The two-minute '15 Minute Care Makeover' film by Don’t Panic dramatizes the effect of council cuts on at-home care visits. Claire Sweeney reprises her 60 Minute Makeover presenting role by hosting a TV challenge where a nurse tries in vain to provide quality care. The clock starts when care nurse Nisha enters an elderly man’s home. Upon entering Frank’s bedroom Sweeney tells Nisha off for asking him how he is, quipping that there’s “No time for small talk”. Frank’s shower and vacuuming the house also prove to be too time consuming and are quickly axed from Frank’s daily routine in order to meet the 15 minute deadline. In fact, Nisha finds she can’t do much of anything in the 15 minutes she’s given, with the “after” makeover shots showing Frank looking a bit more dishevelled than before Nisha arrived.

 


It’s hard to visualise time. One might allocate 20 minutes for the walk to the office every morning, but in reality the trip takes more like half an hour, what with a stop for coffee and slow walkers factored in. On paper, 15 minutes might seem like enough time for a quick check-in to help an elderly person with daily dressing, but as the short film shows, this is not nearly enough time to provide friendly, quality caring. Nisha unabashedly resents Sweeney rushing her along but is powerless to take matters into her own hands, a clear jab at our current socio-political climate where real nurses have no leverage against council cutbacks.
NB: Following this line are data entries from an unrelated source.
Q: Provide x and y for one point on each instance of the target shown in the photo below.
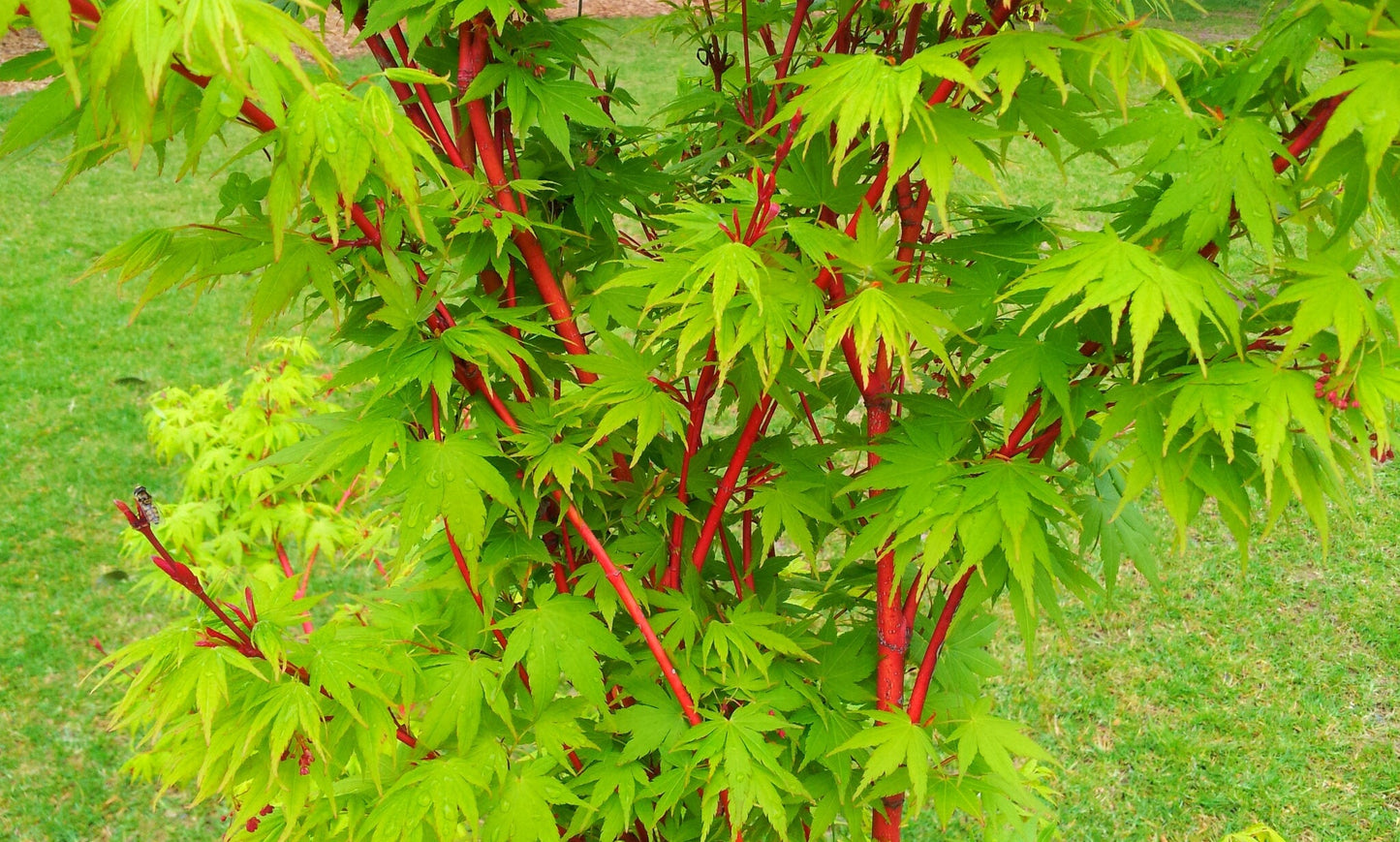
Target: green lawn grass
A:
(1233, 695)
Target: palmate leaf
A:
(994, 740)
(897, 743)
(1372, 109)
(436, 796)
(1329, 297)
(1016, 50)
(450, 480)
(748, 764)
(626, 389)
(560, 635)
(787, 506)
(889, 313)
(865, 93)
(1232, 172)
(1127, 278)
(525, 804)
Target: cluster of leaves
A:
(610, 612)
(235, 515)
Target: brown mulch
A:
(340, 44)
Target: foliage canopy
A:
(676, 467)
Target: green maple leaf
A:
(897, 743)
(560, 635)
(994, 740)
(525, 804)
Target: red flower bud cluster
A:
(1321, 391)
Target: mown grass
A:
(1233, 695)
(73, 377)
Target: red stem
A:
(935, 643)
(730, 481)
(475, 53)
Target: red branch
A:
(935, 643)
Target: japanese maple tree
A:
(679, 465)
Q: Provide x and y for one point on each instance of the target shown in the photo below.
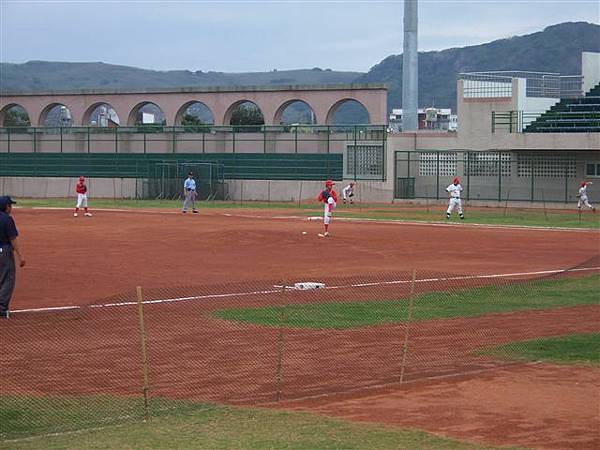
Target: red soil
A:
(195, 356)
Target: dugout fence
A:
(160, 351)
(495, 175)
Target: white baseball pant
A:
(82, 200)
(583, 200)
(454, 203)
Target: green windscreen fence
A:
(231, 166)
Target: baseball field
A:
(420, 333)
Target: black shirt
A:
(8, 229)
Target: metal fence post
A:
(499, 177)
(411, 300)
(280, 342)
(437, 177)
(468, 156)
(144, 354)
(532, 183)
(566, 184)
(355, 154)
(296, 139)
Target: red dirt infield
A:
(88, 261)
(76, 261)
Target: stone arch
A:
(56, 115)
(26, 121)
(179, 117)
(344, 103)
(228, 114)
(280, 113)
(92, 111)
(134, 117)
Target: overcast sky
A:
(246, 35)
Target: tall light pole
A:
(410, 68)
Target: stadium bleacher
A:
(571, 115)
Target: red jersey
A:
(81, 188)
(325, 194)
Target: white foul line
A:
(278, 289)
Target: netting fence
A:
(150, 352)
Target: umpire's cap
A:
(5, 200)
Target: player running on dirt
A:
(582, 195)
(454, 191)
(329, 199)
(81, 190)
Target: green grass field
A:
(570, 349)
(484, 216)
(472, 302)
(193, 426)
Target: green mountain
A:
(46, 75)
(555, 49)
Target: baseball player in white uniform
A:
(81, 190)
(348, 193)
(582, 195)
(454, 191)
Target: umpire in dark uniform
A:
(9, 246)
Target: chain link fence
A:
(150, 352)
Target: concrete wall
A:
(323, 100)
(590, 69)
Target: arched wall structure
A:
(278, 118)
(43, 115)
(8, 107)
(232, 107)
(331, 113)
(87, 115)
(181, 113)
(217, 99)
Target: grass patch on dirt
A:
(187, 425)
(470, 302)
(491, 216)
(568, 349)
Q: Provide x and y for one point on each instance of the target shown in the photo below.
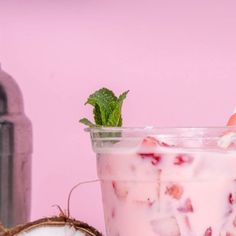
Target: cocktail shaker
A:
(15, 154)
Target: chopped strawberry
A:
(229, 234)
(150, 142)
(234, 222)
(165, 227)
(148, 202)
(208, 232)
(183, 159)
(230, 198)
(175, 191)
(113, 213)
(187, 207)
(154, 158)
(187, 222)
(120, 189)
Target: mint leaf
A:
(104, 99)
(106, 108)
(85, 121)
(115, 118)
(97, 115)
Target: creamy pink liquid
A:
(155, 189)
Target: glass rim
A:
(160, 128)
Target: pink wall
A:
(178, 58)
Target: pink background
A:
(178, 58)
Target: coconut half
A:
(54, 226)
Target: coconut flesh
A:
(55, 226)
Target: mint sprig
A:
(107, 108)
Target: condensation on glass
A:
(15, 154)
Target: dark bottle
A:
(15, 154)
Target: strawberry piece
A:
(166, 226)
(150, 142)
(208, 232)
(234, 222)
(230, 198)
(229, 234)
(148, 202)
(120, 189)
(154, 158)
(175, 191)
(183, 159)
(187, 207)
(113, 213)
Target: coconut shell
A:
(53, 221)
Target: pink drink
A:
(166, 182)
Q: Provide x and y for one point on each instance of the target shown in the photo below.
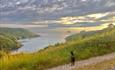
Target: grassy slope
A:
(106, 65)
(98, 44)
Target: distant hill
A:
(19, 33)
(94, 44)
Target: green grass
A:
(105, 65)
(54, 55)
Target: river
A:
(50, 36)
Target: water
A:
(50, 36)
(47, 37)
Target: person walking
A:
(72, 58)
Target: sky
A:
(32, 10)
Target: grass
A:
(105, 65)
(59, 54)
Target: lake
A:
(50, 36)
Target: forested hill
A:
(19, 33)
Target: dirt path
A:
(82, 63)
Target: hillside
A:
(105, 65)
(59, 54)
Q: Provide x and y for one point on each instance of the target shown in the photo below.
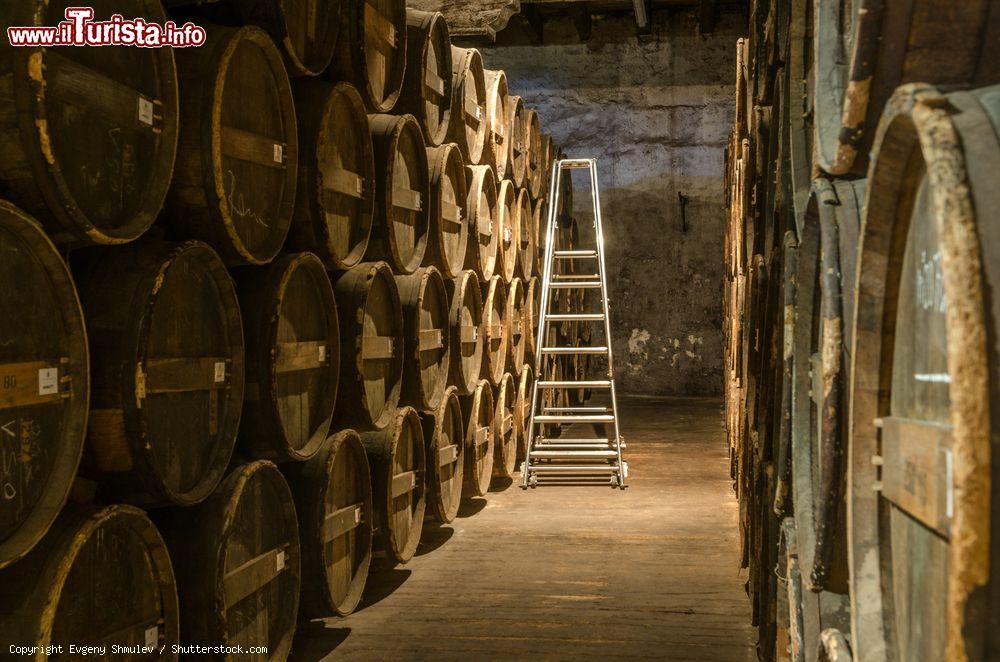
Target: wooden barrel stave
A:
(478, 412)
(444, 435)
(292, 337)
(335, 202)
(371, 346)
(99, 578)
(333, 500)
(449, 227)
(426, 338)
(402, 210)
(465, 318)
(92, 160)
(44, 382)
(398, 467)
(166, 339)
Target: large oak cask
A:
(44, 383)
(89, 135)
(167, 380)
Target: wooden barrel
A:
(477, 410)
(865, 49)
(428, 86)
(534, 176)
(44, 382)
(449, 231)
(924, 365)
(469, 123)
(306, 32)
(333, 500)
(522, 409)
(527, 250)
(517, 142)
(292, 338)
(398, 468)
(98, 578)
(482, 204)
(402, 214)
(238, 563)
(514, 326)
(234, 186)
(465, 317)
(497, 111)
(371, 52)
(371, 346)
(89, 134)
(335, 202)
(509, 244)
(166, 341)
(494, 333)
(504, 428)
(444, 435)
(426, 337)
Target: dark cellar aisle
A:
(574, 572)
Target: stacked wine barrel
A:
(862, 380)
(249, 290)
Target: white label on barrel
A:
(145, 111)
(48, 381)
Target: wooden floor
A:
(574, 572)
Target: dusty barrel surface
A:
(98, 578)
(89, 134)
(925, 361)
(517, 143)
(465, 317)
(292, 338)
(504, 427)
(238, 562)
(371, 51)
(444, 435)
(497, 105)
(398, 469)
(426, 337)
(514, 326)
(469, 124)
(402, 212)
(166, 341)
(493, 331)
(428, 86)
(335, 202)
(527, 249)
(477, 410)
(509, 242)
(484, 234)
(371, 346)
(237, 159)
(44, 382)
(306, 31)
(333, 501)
(449, 228)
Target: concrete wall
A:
(656, 114)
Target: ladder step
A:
(568, 255)
(575, 317)
(574, 350)
(583, 384)
(575, 284)
(578, 418)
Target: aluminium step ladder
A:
(555, 459)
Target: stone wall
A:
(656, 114)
The ad aims to highlight the undignified and unfair level of care such visits afford pensioners. The humorous advert doesn’t tell us what to think in the same way an emotional documentary-style ad would, instead it uses satire to draw viewers in, and gives the audience a visual representation of what can be accomplished in a quarter of an hour. The film achieves its goal by giving us a reason to watch all the way through: viewers will want to see the before and after shots of Frank. It is appealing to those of us who aren’t necessarily social activists and provides a bite-size introduction to a problem that persists in around two-thirds of councils in England and Wales. Even viewers not intimately familiar with the cuts at the local government level will be able to appreciate the widespread problem Frank and Nisha are representative of. The cameo appearance by Claire Sweeney also widens the appeal of the ad and will ensure higher viewing figures which, in turn, will help pressure ministers into action. Unison and Don’t Panic have created an advert with a clever concept which avoids being too trite and embeds the idea that, even in the 21st century, sometimes speed isn’t everything.